The Wall Street Journal reports that Google is planning to spend more than $1 billion on satellites that will offer internet access worldwide from space. The publication's sources say that Google will begin with 180 small satellites that will orbit the Earth at a lower altitude than most other craft, before possibly expanding the fleet in the future.

Google has been hiring new staff from satellite companies in an effort to get its space internet scheme off the ground. The project is reportedly being run by Greg Wyler, who founded satellite startup O3b Networks. O3b, in whom Google has invested, has been experimenting with 1,500-pound satellites, but people familiar with the project say the devices Google intends to use will weigh less than 250 pounds. The WSJ's sources say the costs for the venture could top $3 billion as Google makes tweaks to the network and revises the number of satellites it needs to offer internet in unconnected parts of the world.

The 180 satellites will reportedly weigh less than 250 pounds each

A number of tech companies are exploring ways for it to increase broadband coverage to parts of the planet that lack internet infrastructure. Google's Project Loon uses balloons to act as high-altitude ISPs, and in April, it acquired Titan Aerospace, a company building solar-powered drones that can beam internet signals from the sky.
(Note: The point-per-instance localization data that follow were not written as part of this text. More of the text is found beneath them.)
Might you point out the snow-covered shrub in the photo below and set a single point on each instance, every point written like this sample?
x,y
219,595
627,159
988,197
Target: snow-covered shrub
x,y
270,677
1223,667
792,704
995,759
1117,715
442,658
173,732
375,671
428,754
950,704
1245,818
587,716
Facebook said it was experimenting with a similar method in March, confirming that it was building a squadron of drones that could fly autonomously at 65,000 feet for months at a time using solar cells.

Facebook also wants to offer internet from the skies

Google's reported plans to roll out a fleet of satellites likely won't make its efforts with drones or balloons obsolete. Tim Farrar, a consultant who worked for a company that tried to offer satellite-based internet access in the 1990s before its $9 billion project was halted, told the WSJ that the technologies complemented each other, and that drones and satellites could combine to achieve Google's aim of offering signal in all corners of the world.

Speaking to the Wall Street Journal, a Google spokesperson suggested the company's efforts were altruistic. "Internet connectivity significantly improves people's lives. Yet two thirds of the world have no access at all." But there's also a financial reason to offer these two thirds a reliable way to get online. If at least one of the methods — balloon, drone, or satellite — can successfully offer high-speed internet to underserved parts of the world, then Google will also be in a position to offer its products and services to vast new markets.